Nonostante la giovane età, capisco il dramma di mamme perseguitate dall’idea che da sole non potranno farcela. Magari perché il loro compagno non è al loro fianco. Magari perché la pensione dei genitori è insufficiente a garantire le necessità primarie per lo sviluppo di un lattante. Magari perché il lavoro non c’è, sussidi nemmeno.
C’è solo la paura, la paura di non riuscire ad andare avanti.
Leggo, un po’ sospesa e un po’ incredula, di queste mamme che, nonostante il timore, pretendono di essere ancora delle rocce per i loro bambini. Stringere i denti e mettersi in gioco per non arrendersi è una scelta coraggiosa. Ma il fallimento è più vicino quanto più lo si scongiuri.
Non voglio entrare nel merito delle questioni familiari delle due mamme che hanno denunciato la loro condizione nelle lettere aperte. In fondo, il loro status è comune a tante altre realtà che vivono la maternità come una lotta perpetua. E proprio perché si tratta di un disagio collettivo, vale la pena comprenderne le cause…
Per soddisfare tutte le necessità di un bambino si ha bisogno di almeno due stipendi.
Quante mamme single esistono? Quante mamme hanno rinunciato al lavoro o sono state licenziate per il semplice desiderio di diventare tali? Il noto bonus bebè che andrebbe incontro a questi casi di indigenza, mi sembra rientri più nella politica del consenso che in un vero e proprio programma di sostegno sociale.
Per le mamme con un’occupazione esiste poi il problema legato a strutture, persone, professionisti a cui affidare il bambino durante le ore lavorative. Gli asili nido hanno lunghissime liste d’attesa e costi a volte molto elevati per chi non possiede uno stipendio che li possa sostenere. L’incertezza a raccomandare un bambino, incapace di difendersi, a terze persone è alimentato dai numerosi casi di cronaca che fanno emergere i discutibili metodi “educativi“ di maestre e baby-sitter.

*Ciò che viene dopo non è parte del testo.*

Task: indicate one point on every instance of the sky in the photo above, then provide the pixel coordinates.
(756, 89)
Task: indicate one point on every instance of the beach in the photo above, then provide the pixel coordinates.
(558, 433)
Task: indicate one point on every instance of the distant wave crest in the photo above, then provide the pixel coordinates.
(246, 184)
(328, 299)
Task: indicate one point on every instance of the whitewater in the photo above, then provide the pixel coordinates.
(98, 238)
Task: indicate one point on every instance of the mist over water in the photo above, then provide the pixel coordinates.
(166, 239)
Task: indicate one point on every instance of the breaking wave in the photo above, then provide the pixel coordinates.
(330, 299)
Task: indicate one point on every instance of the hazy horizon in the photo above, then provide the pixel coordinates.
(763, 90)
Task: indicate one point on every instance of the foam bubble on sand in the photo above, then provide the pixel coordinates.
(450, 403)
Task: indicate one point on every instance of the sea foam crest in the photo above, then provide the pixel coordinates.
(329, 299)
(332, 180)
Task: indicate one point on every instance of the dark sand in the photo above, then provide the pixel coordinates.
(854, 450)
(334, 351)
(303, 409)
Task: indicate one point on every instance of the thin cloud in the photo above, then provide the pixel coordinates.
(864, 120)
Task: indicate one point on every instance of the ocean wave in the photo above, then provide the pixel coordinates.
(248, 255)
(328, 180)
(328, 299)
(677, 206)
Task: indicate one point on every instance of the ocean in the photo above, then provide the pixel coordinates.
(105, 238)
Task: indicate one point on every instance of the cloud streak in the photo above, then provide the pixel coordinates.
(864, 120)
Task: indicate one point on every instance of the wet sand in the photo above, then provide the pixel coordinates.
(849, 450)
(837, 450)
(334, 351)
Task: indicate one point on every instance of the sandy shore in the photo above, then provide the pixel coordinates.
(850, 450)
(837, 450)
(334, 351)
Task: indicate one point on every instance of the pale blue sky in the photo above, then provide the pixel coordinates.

Affidare i bambini alle cure dei nonni allora è l’unica soluzione? In un periodo in cui i nonni lavorano ancora, contribuendo al mantenimento dell’indigente famiglia, è possibile?
La mia intenzione non è quella di ritrarre un dipinto a fosche negative. Penso che bisogna chiedere alle mamme di oggi di stringere i denti. E di non perdere mai la speranza.
Citando una delle due mamme: “Arrivo in fondo alla giornata e tiro un sospiro di sollievo perché almeno per quel giorno… ce l’ho fatta“.